Longtemps perçue comme un accident de parcours, la grossesse à l’adolescence tend aujourd’hui à devenir, chez certaines jeunes filles, un choix assumé. Entre pression sociale, quête d’affection ou stratégie de survie, la maternité précoce interroge désormais autant qu’elle inquiète.
Face à la montée des grossesses en milieu scolaire, le ministère des Enseignements secondaires a pris une mesure marquante en avril 2022. La circulaire n°02/22/C/MINESEC/CAB, signée par la ministre Pauline Nalova Lyonga, abroge l’ancienne réglementation de 1980 et permet désormais aux élèves enceintes de poursuivre leur scolarité jusqu’à la 26e semaine de grossesse.
Elles peuvent ensuite bénéficier d’un congé maternité et reprendre les cours après l’accouchement si leur situation le permet. Cette réforme vise à protéger le droit à l’éducation des jeunes filles et à favoriser leur réinsertion scolaire. Cependant, certains critiques estiment que cette mesure a involontairement contribué à une certaine banalisation du phénomène, les adolescentes se sentant désormais davantage protégées que responsabilisées.
Sur le terrain, la présence d’adolescentes enceintes dans les établissements scolaires est devenue fréquente. Loin de représenter un simple accident de parcours, ces situations reflètent, pour un nombre croissant de jeunes filles, un choix personnel et réfléchi. Ce phénomène, devenu presque banal, est alimenté par de nombreuses causes. Si certaines grossesses sont accidentelles, d’autres relèvent d’un choix réfléchi.
Le manque de perspectives éducatives pousse certaines jeunes filles à voir la maternité comme un projet concret, comme une source d’avenir sur. « J’ai rencontré le père de ma fille en terminal. Depuis que j’ai accouché, il prend soin de nous deux », dit Maffo. À cela s’ajoutent des carences affectives majeures : grandir sans affection ni stabilité familiale peut renforcer le désir d’avoir “quelqu’un qui nous aime inconditionnellement”, comme le disent certaines adolescentes. « Je n’ai pas connu mon père et ça me bouleverse jusqu’à présent, je suis tombée enceinte en première et je ne veux pas que mon enfant manque d’amour », confie une élève en classe de terminal.

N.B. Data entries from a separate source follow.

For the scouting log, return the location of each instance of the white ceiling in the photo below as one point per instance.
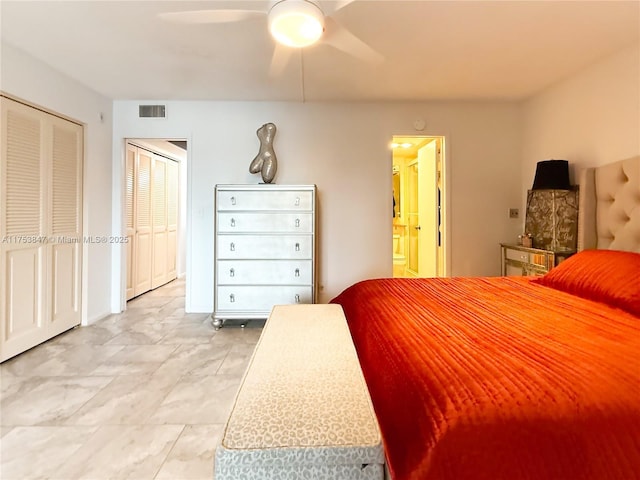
(433, 50)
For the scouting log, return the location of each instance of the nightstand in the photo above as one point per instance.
(518, 260)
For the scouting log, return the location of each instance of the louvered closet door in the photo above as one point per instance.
(143, 236)
(40, 227)
(130, 229)
(159, 216)
(22, 230)
(172, 218)
(65, 218)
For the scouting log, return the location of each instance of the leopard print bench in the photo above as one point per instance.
(303, 409)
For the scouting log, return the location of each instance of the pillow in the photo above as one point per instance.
(607, 276)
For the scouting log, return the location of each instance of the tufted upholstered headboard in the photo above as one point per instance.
(609, 213)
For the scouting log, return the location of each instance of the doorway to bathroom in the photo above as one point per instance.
(419, 201)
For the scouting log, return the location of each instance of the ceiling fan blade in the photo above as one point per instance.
(280, 59)
(211, 16)
(334, 6)
(342, 39)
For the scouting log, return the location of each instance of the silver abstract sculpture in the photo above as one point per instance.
(265, 162)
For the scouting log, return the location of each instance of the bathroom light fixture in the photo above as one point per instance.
(296, 23)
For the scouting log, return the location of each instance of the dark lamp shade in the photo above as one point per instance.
(552, 174)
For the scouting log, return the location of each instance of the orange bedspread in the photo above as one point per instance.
(498, 378)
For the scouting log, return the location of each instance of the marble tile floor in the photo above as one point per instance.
(141, 395)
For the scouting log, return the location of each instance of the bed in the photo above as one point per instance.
(514, 377)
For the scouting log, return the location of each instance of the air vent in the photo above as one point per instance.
(152, 111)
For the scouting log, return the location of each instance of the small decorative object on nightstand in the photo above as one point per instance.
(518, 260)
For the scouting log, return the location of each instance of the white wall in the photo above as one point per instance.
(590, 119)
(31, 80)
(343, 149)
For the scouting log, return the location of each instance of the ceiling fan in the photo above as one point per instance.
(294, 24)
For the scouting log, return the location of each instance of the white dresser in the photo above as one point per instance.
(264, 249)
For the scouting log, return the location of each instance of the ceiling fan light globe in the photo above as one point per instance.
(296, 23)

L’enfant devient alors une réponse au vide affectif laissé par une enfance marquée par une absence. Ce vécu est amplifié par l’absence de prévention, de dialogue autour de la sexualité et par des normes sociales qui, dans certaines communautés, valorisent encore la maternité précoce. Les familles, souvent sous le choc dès le départ, finissent par s’habituer à cette réalité et la considère désormais comme normale.

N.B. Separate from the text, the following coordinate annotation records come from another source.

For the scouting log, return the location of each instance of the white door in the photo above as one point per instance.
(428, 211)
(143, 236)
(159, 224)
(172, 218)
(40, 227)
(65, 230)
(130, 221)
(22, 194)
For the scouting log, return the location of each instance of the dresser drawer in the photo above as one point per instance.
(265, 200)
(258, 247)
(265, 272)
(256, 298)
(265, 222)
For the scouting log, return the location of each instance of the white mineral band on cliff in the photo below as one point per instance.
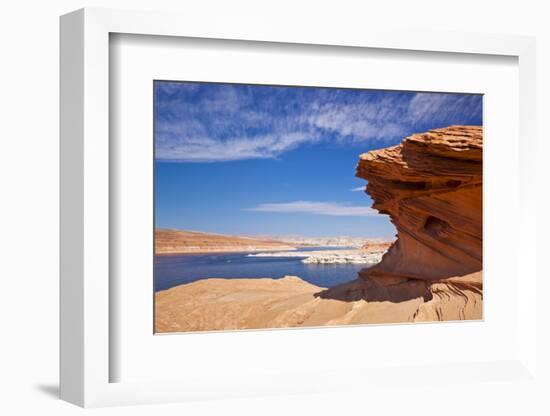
(329, 256)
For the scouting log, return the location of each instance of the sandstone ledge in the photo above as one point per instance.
(234, 304)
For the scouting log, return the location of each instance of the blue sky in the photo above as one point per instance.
(269, 160)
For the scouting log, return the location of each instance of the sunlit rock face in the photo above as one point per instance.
(431, 187)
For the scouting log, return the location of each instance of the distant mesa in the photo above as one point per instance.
(187, 242)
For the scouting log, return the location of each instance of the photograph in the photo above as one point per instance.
(300, 206)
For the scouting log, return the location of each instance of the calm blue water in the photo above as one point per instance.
(175, 270)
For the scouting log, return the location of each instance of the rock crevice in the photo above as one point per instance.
(431, 187)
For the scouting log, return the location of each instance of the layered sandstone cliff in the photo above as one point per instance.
(431, 187)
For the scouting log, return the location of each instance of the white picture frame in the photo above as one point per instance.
(85, 208)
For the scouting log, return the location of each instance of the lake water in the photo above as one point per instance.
(175, 270)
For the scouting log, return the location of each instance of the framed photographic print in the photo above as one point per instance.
(277, 242)
(281, 212)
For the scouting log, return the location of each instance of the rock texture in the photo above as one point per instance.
(230, 304)
(431, 187)
(185, 242)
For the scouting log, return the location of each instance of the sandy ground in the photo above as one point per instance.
(229, 304)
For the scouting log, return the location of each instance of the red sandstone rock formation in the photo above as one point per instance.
(431, 187)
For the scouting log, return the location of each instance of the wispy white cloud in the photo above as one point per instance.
(319, 208)
(200, 123)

Avec le temps, ce qui était perçu comme une honte ou un drame devient pour certains un simple fait de la vie quotidienne. « J’ai conversé avec des jeunes filles enceintes pendant mon stage. Et elle assume la situation », confie Brice Mani, étudiant en troisième année de médicine. Les grossesses précoces ne sont plus seulement le résultat de l’ignorance ou de l’accident : elles deviennent, pour certaines, un choix assumé.